External female genitalia
In early-subadult females (7 days after the moult to subadult stage), the genital area is slightly elevated forming a pale bulge (Fig. 1a). Approximately six days before the moult to the adult stage, this protuberance is darker (Fig. 1b). The dark coloured area indicates that the epigynal plate is formed and sclerotized underneath the exoskeleton already before the moult. In this stage, there is no access to the genitalia since the epigyne is still covered by body cuticle of the late-subadult females (Figs. 1b, 2a). During the final moult, the cuticle is shed, and the arched, dark brown, sclerotized epigynal plate with a slit-like access to the atrium and connected spermathecae is exposed (Figs. 1c, 2c). On each side of the atrium there is a broad entrance to a copulatory duct each leading to a bi-lobed spermatheca.

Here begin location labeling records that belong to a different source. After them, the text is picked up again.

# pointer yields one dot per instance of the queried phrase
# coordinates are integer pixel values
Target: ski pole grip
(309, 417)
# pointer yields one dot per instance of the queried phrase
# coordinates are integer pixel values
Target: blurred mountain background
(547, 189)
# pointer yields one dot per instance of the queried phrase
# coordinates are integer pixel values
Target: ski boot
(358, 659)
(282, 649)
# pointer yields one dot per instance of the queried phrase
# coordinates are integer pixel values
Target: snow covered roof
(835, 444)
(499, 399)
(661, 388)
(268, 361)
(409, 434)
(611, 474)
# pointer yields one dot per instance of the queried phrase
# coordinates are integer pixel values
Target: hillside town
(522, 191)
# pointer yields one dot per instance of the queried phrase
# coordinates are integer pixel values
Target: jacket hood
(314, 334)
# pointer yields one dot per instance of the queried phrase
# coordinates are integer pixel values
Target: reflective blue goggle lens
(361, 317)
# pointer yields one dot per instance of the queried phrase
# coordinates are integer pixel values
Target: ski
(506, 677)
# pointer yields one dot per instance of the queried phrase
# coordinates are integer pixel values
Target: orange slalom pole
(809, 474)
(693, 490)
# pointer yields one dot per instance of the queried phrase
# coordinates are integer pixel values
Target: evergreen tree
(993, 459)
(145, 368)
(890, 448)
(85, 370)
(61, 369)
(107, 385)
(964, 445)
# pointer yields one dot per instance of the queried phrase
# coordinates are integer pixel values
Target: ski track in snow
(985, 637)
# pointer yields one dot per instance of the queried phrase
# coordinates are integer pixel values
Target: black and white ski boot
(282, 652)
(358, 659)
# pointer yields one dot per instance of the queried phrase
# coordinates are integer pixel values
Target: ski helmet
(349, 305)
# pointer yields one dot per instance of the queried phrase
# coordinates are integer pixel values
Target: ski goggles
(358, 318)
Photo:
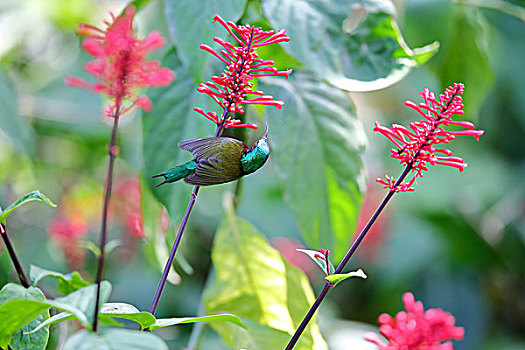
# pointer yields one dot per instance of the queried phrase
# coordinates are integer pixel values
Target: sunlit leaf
(244, 263)
(32, 196)
(363, 54)
(318, 128)
(15, 325)
(166, 322)
(17, 312)
(128, 312)
(114, 339)
(67, 283)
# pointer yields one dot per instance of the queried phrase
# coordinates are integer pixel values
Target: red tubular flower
(416, 328)
(415, 146)
(120, 63)
(231, 89)
(324, 254)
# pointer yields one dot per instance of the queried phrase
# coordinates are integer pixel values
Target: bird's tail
(177, 173)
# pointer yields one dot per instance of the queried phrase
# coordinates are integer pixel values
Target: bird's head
(263, 141)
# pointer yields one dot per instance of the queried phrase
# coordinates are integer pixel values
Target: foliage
(456, 242)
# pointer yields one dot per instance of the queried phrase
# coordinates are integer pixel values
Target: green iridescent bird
(217, 160)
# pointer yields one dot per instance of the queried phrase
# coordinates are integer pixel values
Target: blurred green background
(457, 242)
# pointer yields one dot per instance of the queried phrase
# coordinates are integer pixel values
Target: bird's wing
(206, 147)
(218, 160)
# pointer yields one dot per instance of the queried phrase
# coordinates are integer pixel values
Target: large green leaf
(11, 123)
(15, 326)
(171, 121)
(254, 282)
(114, 339)
(470, 37)
(316, 145)
(67, 283)
(370, 55)
(31, 196)
(17, 312)
(191, 24)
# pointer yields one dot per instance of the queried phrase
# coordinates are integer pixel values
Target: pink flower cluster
(416, 145)
(416, 328)
(120, 63)
(231, 89)
(324, 253)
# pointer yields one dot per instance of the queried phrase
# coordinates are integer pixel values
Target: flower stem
(18, 267)
(178, 238)
(345, 260)
(174, 250)
(105, 206)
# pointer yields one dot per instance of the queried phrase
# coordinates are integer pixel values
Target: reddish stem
(105, 206)
(18, 267)
(178, 238)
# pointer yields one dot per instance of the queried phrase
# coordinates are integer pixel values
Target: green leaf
(362, 54)
(15, 313)
(11, 123)
(469, 36)
(128, 312)
(172, 120)
(92, 247)
(167, 322)
(60, 317)
(32, 196)
(191, 24)
(244, 263)
(336, 278)
(319, 127)
(66, 283)
(114, 339)
(313, 254)
(65, 316)
(14, 325)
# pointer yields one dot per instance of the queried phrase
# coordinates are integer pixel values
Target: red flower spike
(120, 63)
(231, 88)
(415, 147)
(416, 328)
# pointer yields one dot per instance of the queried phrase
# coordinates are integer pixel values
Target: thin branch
(105, 206)
(345, 260)
(18, 267)
(189, 208)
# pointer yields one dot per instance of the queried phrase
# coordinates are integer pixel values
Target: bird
(218, 160)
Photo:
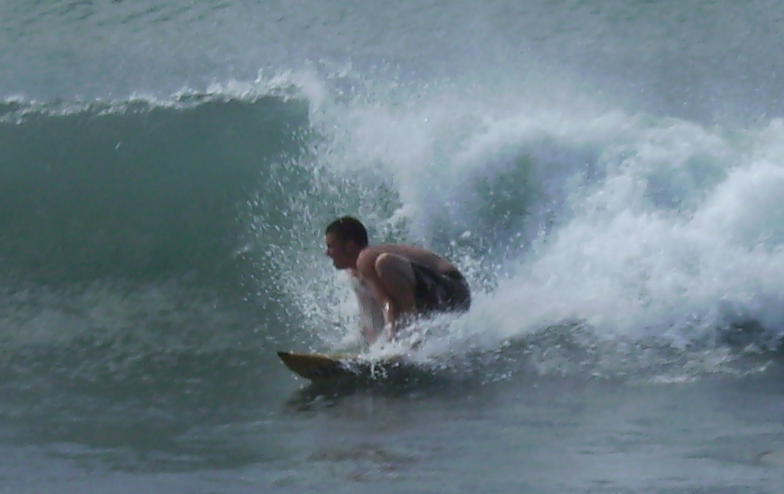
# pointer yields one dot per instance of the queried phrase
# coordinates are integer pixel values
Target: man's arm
(366, 268)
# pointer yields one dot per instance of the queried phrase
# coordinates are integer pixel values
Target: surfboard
(331, 366)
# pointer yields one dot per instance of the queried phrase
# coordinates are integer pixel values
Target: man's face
(343, 254)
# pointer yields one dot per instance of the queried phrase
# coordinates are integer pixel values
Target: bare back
(416, 254)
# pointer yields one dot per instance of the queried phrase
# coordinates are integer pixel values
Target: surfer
(394, 283)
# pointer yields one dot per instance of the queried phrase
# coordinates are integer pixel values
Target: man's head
(345, 239)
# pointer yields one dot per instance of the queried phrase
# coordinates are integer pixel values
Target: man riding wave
(393, 282)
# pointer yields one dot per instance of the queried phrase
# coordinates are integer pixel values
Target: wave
(654, 232)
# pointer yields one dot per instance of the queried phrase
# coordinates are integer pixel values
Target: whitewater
(608, 177)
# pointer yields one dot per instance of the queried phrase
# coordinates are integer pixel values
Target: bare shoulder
(416, 254)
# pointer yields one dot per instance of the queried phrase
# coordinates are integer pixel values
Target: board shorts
(440, 292)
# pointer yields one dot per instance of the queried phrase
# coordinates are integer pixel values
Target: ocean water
(609, 176)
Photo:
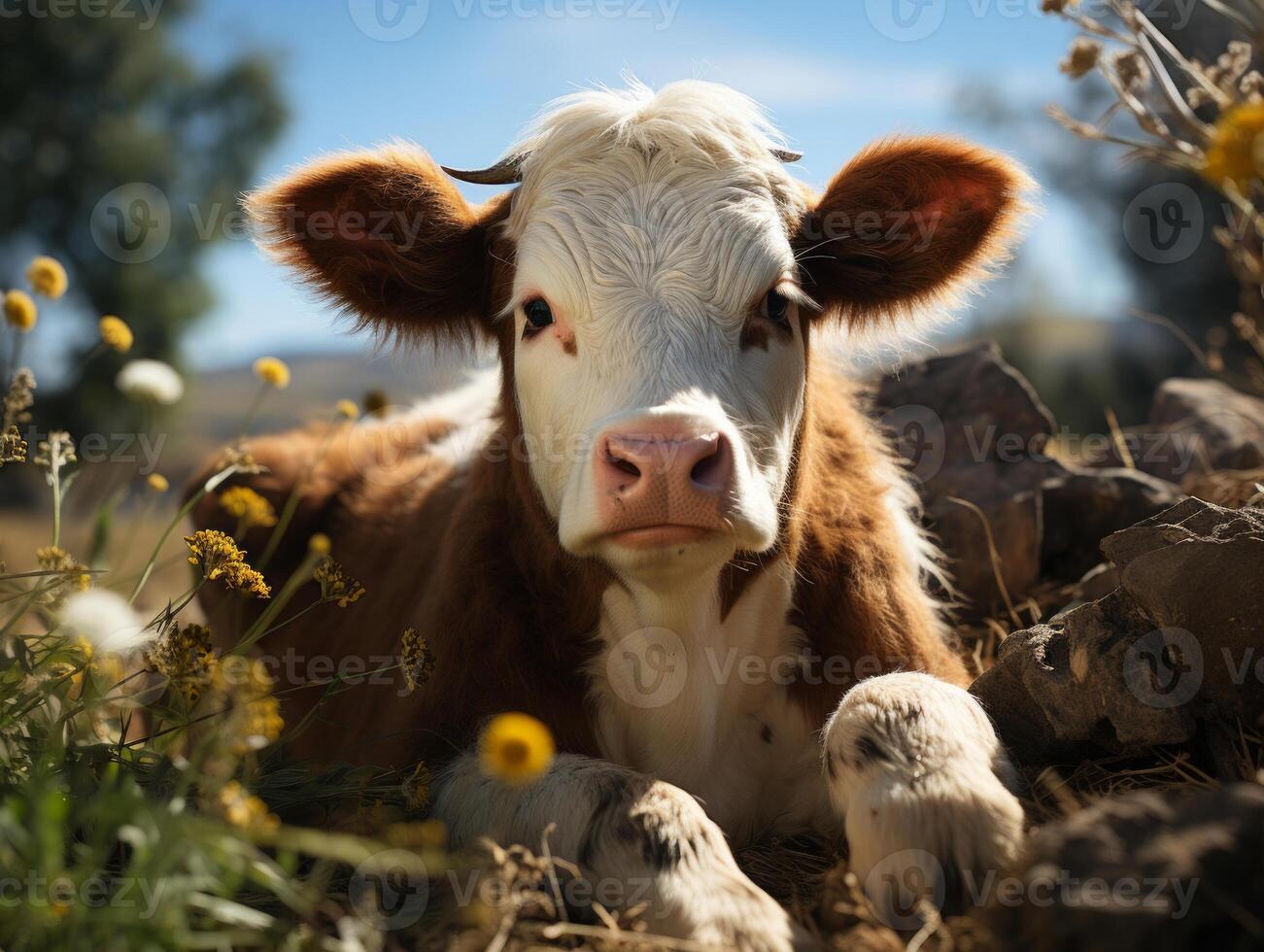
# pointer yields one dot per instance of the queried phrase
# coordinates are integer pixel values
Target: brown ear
(909, 225)
(389, 237)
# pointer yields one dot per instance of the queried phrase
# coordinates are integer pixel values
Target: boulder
(1196, 426)
(1083, 506)
(1176, 645)
(1146, 870)
(976, 437)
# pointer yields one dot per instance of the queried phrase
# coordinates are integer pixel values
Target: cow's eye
(538, 314)
(776, 309)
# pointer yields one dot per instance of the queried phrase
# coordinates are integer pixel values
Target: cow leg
(925, 793)
(632, 837)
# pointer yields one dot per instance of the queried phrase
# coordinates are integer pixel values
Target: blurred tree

When matings occur with late-subadult females, the males disrupt the cuticle in the genital area by which the males gain access to the underlying epigyne and the connected spermathecae (Figs. 2 b, 3a; video S1). The disrupted cuticle is apparent in Fig. 2b.
Additional file 3: Video S1. Immature mating in Latrodectus geometricus. Male contacts female external genitalia (i.e. epigyne) with his chelicerae and copulatory organs; male bites through the cuticle covering the epigyne, exposing the atrium with the copulatory openings; male inserts one of his copulatory organs and transfers sperm; male withdraws the copulatory organ.
When females that mated as late-subadults (N = 15) eventually moult to the adult stage, their shed cuticle shows a rupture in the genital area. The underlying genital structures are not affected by the moulting process. When matings occur with adult females, their external genitalia do not differ before and after copulation (Fig. 1c versus 3B).
Both late-subadult and adult females possess copulatory ducts, spermathecae and fertilization ducts (Fig. 4; but see below for more subtle differences between the two stages). Each copulatory duct spirals from the copulatory opening towards and around a spermatheca and connects to it (Fig. 4). As can be seen from the histological sections, the copulatory duct is not a closed tube but a spiralling fold consisting of a broad, functional duct part and a connecting part (Figs. 5a, c, e, 6b, c, e, f, 7a, d, 8b, c, e, f). The duct part hosts the male embolus during copulation. The connections between the functional ducts are hidden between their coils (Figs. 4, 9a, b). Each spermatheca is dumb-bell-shaped consisting of an anterior and posterior lobe connected by a narrow middle region  (Figs. 2, 4, 9a, b). The copulatory duct connects to the anterior lobe of the spermatheca close to the middle region (Fig. 2). Before the posterior lobe, the spermathecal cuticle forms a short, sclerotized fertilization duct (Fig. 4). The fertilization ducts connect to the medially-located common fertilization duct (Fig. 6c, f) which leads to the uterus externus (Fig. 6c). Muscle fibres extend from the common duct to the epigynal plate (Fig. 6c, f).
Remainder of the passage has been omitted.